自衛官の不祥事は、懲戒処分だけでは済まない

最近は、自衛官が不祥事を起こし懲戒処分となった報道を多く散見する。不祥事を起こした自衛官は、その内容にもよるが、自衛隊による懲戒処分だけで事は終わらない。自衛隊による懲戒処分は、自衛隊法に基づく行政処分である。したがって、不祥事を起こした者は、この行政処分のほかに刑法による刑事責任や民法による民事責任が加わることになる。

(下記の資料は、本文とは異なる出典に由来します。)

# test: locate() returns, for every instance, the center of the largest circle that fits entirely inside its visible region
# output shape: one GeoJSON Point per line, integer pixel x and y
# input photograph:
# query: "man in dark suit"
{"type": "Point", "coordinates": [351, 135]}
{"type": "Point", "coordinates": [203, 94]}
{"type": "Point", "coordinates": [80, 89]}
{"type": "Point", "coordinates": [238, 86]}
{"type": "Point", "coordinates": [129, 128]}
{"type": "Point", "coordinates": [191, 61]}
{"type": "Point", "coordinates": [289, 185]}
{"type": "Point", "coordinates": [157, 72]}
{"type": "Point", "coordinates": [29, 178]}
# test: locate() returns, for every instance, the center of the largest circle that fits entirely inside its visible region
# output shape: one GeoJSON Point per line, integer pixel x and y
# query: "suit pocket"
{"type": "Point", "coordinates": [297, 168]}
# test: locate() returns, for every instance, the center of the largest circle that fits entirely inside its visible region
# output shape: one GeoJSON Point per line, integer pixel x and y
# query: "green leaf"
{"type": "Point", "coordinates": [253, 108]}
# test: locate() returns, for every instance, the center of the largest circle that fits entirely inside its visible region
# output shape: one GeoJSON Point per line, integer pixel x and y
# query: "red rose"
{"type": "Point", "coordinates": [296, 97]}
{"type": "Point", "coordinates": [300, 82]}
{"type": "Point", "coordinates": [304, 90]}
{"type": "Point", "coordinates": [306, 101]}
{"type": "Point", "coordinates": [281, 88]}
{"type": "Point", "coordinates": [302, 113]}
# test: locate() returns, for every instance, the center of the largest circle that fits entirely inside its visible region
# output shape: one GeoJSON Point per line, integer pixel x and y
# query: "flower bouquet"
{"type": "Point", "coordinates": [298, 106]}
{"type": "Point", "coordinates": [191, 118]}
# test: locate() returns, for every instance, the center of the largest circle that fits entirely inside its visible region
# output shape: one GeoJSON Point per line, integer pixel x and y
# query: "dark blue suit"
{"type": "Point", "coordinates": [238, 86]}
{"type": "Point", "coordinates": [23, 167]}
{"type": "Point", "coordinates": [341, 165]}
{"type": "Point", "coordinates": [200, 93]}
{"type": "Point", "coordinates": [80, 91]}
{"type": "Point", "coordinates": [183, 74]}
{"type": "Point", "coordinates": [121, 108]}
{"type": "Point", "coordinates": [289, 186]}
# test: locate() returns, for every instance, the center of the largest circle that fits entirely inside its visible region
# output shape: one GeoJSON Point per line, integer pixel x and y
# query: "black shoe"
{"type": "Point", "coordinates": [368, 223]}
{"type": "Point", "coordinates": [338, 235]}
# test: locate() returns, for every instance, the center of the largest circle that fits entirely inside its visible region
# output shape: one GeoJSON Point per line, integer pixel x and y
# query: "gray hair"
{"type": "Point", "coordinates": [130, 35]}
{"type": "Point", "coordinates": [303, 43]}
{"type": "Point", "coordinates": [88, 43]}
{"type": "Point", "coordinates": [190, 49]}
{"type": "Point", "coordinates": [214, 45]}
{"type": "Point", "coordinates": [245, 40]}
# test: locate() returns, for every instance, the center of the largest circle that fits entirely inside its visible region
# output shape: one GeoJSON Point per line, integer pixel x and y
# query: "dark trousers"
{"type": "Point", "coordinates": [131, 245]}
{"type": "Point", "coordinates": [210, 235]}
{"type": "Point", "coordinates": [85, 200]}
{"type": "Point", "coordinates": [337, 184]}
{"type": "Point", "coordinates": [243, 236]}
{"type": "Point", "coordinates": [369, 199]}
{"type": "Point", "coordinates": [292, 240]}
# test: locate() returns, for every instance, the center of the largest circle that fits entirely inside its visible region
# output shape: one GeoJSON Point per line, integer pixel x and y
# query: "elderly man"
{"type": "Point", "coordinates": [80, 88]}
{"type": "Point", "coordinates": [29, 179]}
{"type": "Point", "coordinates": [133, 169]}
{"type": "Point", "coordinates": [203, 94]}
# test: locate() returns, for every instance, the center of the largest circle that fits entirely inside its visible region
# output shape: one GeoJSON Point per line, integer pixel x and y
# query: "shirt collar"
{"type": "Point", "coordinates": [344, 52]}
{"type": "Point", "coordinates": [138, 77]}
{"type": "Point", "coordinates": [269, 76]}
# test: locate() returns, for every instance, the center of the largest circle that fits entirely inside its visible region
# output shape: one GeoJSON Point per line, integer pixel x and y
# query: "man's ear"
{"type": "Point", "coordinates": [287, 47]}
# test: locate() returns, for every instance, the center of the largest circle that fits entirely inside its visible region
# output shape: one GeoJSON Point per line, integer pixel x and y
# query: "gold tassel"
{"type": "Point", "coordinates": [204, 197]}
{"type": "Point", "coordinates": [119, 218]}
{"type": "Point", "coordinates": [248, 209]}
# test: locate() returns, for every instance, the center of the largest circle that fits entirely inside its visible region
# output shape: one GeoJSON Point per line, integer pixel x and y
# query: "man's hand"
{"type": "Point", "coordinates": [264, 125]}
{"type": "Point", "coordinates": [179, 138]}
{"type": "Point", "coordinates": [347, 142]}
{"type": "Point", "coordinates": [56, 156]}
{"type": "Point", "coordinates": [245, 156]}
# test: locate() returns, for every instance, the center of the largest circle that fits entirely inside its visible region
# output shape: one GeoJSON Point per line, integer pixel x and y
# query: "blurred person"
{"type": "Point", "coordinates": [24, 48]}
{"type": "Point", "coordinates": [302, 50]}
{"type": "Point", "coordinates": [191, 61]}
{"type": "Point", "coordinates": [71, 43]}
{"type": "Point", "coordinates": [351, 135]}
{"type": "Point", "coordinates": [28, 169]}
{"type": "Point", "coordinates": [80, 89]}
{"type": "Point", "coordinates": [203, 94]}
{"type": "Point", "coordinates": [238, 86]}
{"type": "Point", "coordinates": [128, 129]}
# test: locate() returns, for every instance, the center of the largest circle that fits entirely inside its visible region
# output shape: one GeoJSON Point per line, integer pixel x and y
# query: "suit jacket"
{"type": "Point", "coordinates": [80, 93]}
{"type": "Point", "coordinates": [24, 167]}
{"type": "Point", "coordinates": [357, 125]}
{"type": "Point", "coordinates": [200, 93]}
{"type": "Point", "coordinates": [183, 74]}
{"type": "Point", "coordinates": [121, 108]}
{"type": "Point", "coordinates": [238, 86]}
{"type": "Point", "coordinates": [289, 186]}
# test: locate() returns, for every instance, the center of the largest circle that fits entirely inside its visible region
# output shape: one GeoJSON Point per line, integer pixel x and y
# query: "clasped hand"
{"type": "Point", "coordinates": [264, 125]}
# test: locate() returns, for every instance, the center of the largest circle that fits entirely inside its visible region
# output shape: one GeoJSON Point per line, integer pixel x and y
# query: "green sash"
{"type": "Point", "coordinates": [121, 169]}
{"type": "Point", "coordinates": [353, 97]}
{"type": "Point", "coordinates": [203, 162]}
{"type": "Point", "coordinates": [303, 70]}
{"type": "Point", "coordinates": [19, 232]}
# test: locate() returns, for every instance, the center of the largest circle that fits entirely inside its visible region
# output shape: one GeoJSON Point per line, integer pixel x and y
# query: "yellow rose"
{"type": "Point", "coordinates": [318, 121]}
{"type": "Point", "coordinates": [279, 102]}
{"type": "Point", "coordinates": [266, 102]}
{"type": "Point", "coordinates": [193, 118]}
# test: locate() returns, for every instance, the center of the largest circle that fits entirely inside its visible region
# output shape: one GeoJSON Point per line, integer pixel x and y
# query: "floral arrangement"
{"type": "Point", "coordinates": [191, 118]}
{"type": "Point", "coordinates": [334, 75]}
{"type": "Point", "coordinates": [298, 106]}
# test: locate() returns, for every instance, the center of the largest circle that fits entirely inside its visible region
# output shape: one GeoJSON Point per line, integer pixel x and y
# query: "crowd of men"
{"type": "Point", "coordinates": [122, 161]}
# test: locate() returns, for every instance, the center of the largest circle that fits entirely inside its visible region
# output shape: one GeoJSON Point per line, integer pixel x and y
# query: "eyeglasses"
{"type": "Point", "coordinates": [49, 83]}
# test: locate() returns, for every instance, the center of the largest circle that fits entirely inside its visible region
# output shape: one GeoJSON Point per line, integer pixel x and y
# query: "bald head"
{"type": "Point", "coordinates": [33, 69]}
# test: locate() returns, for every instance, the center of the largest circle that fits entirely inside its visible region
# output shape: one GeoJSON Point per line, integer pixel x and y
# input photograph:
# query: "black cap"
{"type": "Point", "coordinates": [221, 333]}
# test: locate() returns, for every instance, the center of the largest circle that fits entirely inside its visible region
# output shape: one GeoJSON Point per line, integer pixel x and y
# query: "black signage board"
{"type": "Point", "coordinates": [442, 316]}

たとえば、同僚から現金を盗んだとすれば、その自衛官は、自衛隊法第52条(服務の本旨)及び同法第58条(品位を保つ義務)に違反し、同法第46条(懲戒処分)により行政処分を受ける。

また、刑法第235条(窃盗)により刑事責任として、10年以下の懲役又は50万円以下の罰金に処せられる。

さらに、民法第709条(不法行為)により被害者に対して損害を賠償する民事責任を負うことになる。

もし、同僚から現金を盗んだ自衛官が、懲戒処分として免職となった場合は、退職金がもらえず、また、それから先の収入がないうえ、罰金と損害賠償金の支払いが生じるのである。

刑事政策の問題として考えると、同僚から現金を盗んだ被疑者が、行政処分としての懲戒処分が免職となった場合は、それだけでも社会的制裁が大きいといえるので、その点を考慮して不起訴処分となる可能もある。しかし、刑罰に罰金刑の選択肢があるので、被疑者が被疑事実を認め早く事を終わらせたい場合には、被疑者の同意により略式起訴が行われる(刑事訴訟法第461条、第461条の2)。そのため、略式起訴により罰金刑となる可能性のほうが極めて高いと考えられるのである。そして、罰金刑は、刑法第9条による刑罰の種類の一つであるから、罰金刑が確定すると前科がつくことになる。

このように、不祥事を起こした自衛官は、報道では行政責任としての懲戒処分しか公表されないが、その後において、刑事責任と民事責任が問われることになり、自衛隊での懲戒処分のみで事は終わらないのである。